Under the current regulations*, foods like almonds, avocados and salmon cannot be labeled with a “healthy” nutrient content claim because they exceed total and saturated dietary fat limits per serving. However, under the requirements some foods like certain sugary cereals, fat-free chocolate pudding and low-fat toaster pastries can be labeled as “healthy.”


How did KIND become involved in food policy?
As you may know, this past April we found ourselves at the center of a national media debate following a letter from the FDA requesting adjustments to the labeling for four of our bars. The debate, which focused on the regulatory use of the word healthy as a nutrient content claim and how it relates to the fat found in nuts, shows there is still a significant amount of confusion about nutrition.

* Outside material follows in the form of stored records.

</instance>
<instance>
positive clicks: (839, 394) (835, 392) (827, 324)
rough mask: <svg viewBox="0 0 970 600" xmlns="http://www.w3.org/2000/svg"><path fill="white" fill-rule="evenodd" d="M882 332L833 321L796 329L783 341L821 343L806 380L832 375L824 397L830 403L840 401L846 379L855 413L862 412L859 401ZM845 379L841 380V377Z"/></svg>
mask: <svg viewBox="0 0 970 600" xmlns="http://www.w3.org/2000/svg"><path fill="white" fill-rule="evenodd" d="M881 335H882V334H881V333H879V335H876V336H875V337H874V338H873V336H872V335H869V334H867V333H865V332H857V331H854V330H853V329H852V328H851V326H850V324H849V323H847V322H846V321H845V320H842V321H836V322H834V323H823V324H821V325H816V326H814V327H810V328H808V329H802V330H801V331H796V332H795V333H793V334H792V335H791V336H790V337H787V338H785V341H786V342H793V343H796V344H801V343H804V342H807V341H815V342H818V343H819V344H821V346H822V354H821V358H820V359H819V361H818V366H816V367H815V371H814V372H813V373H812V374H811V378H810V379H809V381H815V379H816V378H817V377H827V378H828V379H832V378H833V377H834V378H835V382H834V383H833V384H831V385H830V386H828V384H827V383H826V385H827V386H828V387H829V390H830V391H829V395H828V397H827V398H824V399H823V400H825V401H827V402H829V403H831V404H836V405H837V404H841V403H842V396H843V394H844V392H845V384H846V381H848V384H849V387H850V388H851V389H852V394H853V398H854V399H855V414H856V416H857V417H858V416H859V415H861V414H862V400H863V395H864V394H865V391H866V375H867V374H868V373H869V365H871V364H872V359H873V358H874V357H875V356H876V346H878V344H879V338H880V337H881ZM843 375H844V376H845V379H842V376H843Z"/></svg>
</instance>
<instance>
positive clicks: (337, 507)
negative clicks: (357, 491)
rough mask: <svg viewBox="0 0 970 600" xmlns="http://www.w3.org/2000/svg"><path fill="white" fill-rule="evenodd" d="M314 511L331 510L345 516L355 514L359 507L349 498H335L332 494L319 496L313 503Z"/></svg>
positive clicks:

Since then, we’ve spent time deepening our understanding of nutrition and food policy, increasing our engagement with many of the world’s leading health and wellness experts, and sharing what we have learned with our fans on our social media channels. Based on our learnings and the response we received from the nutrition community and our fans, we decided that action needed to be taken. In requesting updated regulations, our goal is to ensure that the American public receives sound and consistent guidance about nutrition.


There is nothing more important to KIND than the relationship and honest dialogue that we have with our community. We welcome you to share your thoughts with us on our Facebook, Twitter and Instagram pages.


Thank you so much for your continued support and in helping us make the world a little kinder, one snack and one act at a time.